Thee children, when socializing with their friends, invariably mimicked those violent characters they saw in the video games. While concluding, these researchers, pointed out that if children continued to play these kinds of violent and aggressive video games, then it is highly likely that negative and anti-social behavior becomes a norm for them (Nicoll and Kieffer, 2005).
In one study carried out by Williams and Skoric (2005) revealed that gamers who spent an approximately fifty six hours every month playing a special type of game called "Asheron's Call 2" had not been statistically any different from those gamers who did not play any game during the same time period. The results indicated that video games are not linked with adolescent aggressive behavior. This study was considered to be the first of its kind, since it studied a particular game over a month long period.

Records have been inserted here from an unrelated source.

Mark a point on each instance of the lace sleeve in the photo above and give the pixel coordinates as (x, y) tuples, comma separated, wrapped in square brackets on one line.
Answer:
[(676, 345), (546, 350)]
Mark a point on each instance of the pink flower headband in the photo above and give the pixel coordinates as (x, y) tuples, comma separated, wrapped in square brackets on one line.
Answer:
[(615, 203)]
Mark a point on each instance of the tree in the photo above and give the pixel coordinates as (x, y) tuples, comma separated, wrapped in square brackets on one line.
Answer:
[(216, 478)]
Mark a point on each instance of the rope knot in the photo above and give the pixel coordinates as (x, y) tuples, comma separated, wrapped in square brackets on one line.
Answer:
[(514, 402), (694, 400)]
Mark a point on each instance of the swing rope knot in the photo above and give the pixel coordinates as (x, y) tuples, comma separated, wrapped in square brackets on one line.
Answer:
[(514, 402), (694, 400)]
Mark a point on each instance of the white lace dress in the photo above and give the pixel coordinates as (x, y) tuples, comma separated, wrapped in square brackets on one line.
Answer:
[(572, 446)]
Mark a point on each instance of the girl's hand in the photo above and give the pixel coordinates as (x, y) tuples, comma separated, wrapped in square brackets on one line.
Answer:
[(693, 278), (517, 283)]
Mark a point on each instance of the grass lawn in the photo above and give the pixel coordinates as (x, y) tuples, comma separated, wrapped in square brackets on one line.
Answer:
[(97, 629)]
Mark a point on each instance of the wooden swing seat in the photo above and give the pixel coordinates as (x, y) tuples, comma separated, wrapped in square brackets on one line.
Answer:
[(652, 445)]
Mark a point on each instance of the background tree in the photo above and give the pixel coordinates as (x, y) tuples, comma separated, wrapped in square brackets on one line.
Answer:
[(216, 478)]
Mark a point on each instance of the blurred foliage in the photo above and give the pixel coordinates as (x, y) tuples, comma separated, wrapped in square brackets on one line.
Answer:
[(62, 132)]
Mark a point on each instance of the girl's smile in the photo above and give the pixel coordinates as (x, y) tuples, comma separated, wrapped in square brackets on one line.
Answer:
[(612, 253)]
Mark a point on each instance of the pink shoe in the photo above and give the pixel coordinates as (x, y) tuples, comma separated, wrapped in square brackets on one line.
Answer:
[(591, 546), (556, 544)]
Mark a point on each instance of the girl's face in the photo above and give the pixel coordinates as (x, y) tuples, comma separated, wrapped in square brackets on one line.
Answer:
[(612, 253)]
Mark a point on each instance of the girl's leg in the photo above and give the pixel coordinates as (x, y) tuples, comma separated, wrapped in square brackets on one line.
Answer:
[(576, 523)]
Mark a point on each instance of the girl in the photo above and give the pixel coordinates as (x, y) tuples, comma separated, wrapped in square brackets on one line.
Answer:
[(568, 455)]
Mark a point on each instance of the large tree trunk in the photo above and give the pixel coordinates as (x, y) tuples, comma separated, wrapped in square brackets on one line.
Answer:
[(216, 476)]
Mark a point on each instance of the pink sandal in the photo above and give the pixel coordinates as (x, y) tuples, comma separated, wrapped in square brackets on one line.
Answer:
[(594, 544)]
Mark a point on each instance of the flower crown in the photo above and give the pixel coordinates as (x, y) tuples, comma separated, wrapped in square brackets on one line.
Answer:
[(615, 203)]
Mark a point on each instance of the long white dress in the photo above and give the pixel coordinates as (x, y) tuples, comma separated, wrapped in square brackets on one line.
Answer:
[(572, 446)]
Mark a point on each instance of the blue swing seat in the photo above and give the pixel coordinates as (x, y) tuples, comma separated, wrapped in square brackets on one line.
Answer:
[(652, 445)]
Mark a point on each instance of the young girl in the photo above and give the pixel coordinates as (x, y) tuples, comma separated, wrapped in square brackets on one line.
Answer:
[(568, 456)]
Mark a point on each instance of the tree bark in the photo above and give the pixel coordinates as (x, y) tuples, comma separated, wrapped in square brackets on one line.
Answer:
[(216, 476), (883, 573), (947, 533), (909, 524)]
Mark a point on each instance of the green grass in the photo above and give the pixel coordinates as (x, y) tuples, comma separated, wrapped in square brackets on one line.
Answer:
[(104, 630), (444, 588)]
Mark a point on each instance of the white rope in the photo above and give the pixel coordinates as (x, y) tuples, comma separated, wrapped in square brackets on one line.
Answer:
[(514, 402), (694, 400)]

It is noteworthy here that the video game that this study chose was not as graphic and contained only some acts of violence. It is an online game that can allows multiple players to play at the same time. These kinds of games are quite different from offline games such as doom, which are not only graphic but also contain extreme acts of repeated violence (Williams and Skoric, 2005). As Derrick and Myna (2008) noted, "In these games when characters get shot there is a large spray of blood that covers the walls and floor near the character, also on the occasions in which explosives are used characters burst into small but recognizable body parts. Now ask the same question about their being a high degree of violence in video games and almost every one would agree that yes there is. Even thought the level of realism and gore have increased it is harder to say that video games have become more violent over time, since the basic goal behind most games from any time is the kill everything and anything which get in your way."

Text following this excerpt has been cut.